Toutefois, en raison du principe de séparation des pouvoirs, seul le comptable public, à l’exclusion du juge, peut accorder de délais de paiement sur une dette fiscale.
La dette du tiers saisi condamné aux causes d’une saisie administrative à tiers détenteur, qui n’est pas une condamnation indemnitaire mais une condamnation au paiement des causes de la saisie, conserve la nature fiscale de la dette dont le paiement était initialement poursuivi.
En conséquence, le juge de l’exécution ne dispose pas du pouvoir d’accorder des délais de paiement sur la condamnation qu’il prononce à l’encontre du tiers saisi défaillant. La demande de délais de paiement présentée par la société Gedeon Partners est irrecevable.
Sur la charge des dépens
Aux termes de l’article 696 du Code de procédure civile, la partie qui succombe supporte les dépens. La société Gedeon Partners qui succombe à l’instance sera condamnée au paiement des dépens.
Sur les demandes formulées au titre de l’article 700 du Code de procédure civile
Aux termes de l’article 700 du Code de procédure civile, le juge condamne la partie tenue aux dépens ou la partie perdante à payer à l’autre partie une somme qu’il détermine, au titre des frais exposés et non compris dans les dépens. Le juge tient compte de l’équité ou de la situation économique de la partie condamnée. Il peut, même d’office, pour des raisons tirées des mêmes considérations, dire qu’il n’y a pas lieu à cette condamnation.

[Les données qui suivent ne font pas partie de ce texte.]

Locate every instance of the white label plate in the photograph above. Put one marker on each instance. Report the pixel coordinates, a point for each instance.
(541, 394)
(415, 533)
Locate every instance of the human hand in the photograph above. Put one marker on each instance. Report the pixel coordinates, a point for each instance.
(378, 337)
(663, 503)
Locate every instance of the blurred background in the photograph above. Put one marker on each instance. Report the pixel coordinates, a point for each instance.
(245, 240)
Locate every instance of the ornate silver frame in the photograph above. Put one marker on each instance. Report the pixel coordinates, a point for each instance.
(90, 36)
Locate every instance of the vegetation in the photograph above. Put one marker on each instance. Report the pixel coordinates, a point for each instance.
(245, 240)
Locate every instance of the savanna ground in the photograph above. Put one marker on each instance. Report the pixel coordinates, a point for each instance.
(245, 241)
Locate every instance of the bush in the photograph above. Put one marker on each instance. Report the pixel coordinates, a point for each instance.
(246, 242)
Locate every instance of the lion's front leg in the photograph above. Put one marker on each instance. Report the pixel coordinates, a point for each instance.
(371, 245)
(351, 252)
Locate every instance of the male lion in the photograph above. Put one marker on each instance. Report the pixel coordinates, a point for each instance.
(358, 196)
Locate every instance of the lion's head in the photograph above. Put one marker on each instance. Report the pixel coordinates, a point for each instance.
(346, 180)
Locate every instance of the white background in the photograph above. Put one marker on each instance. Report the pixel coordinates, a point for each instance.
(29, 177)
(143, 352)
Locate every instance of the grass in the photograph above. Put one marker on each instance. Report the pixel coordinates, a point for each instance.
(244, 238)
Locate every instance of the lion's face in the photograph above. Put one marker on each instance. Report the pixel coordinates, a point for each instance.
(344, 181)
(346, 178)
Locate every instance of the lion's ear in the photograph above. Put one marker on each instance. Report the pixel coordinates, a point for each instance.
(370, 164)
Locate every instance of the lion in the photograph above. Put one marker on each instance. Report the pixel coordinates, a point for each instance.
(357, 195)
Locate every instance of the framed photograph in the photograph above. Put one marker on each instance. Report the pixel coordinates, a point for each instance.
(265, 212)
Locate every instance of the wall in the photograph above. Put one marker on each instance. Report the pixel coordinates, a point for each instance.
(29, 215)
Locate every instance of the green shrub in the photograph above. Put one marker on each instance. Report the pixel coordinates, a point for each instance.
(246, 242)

La société Gedeon Partners, partie tenue aux dépens et qui succombe, ne peut prétendre à une indemnité au titre des frais irrépétibles. Sa demande sera rejetée. Elle sera par ailleurs condamnée à payer à Madame le comptable public du pôle de recouvrement spécialisé (PRS) des Hauts-de-Seine la somme de 1.500 euros en application de l’article 700 du Code de procédure civile.
PAR CES MOTIFS
Le juge de l’exécution, statuant publiquement, par jugement contradictoire et en premier ressort, prononcé par mise à disposition au greffe,
CONDAMNE la société Gedeon Partners à payer à Madame le comptable public du pôle de recouvrement spécialisé (PRS) des Hauts-de-Seine la somme de 76.846,92 euros avec intérêts au taux légal à compter de la présente décision ;
DECLARE IRRECEVABLE la demande formée par la société Gedeon Partners aux fins de délais de paiement ;
CONDAMNE la société Gedeon Partners au paiement des dépens de l’instance ;
DEBOUTE la société Gedeon Partners de sa demande d’indemnité formée sur le fondement de l’article 700 du Code de procédure civile ;
CONDAMNE la société Gedeon Partners à payer à Madame le comptable public du pôle de recouvrement spécialisé (PRS) des Hauts-de-Seine la somme de 1.500 euros en application de l’article 700 du Code de procédure civile ;
RAPPELLE que la présente décision bénéficie de l’exécution provisoire.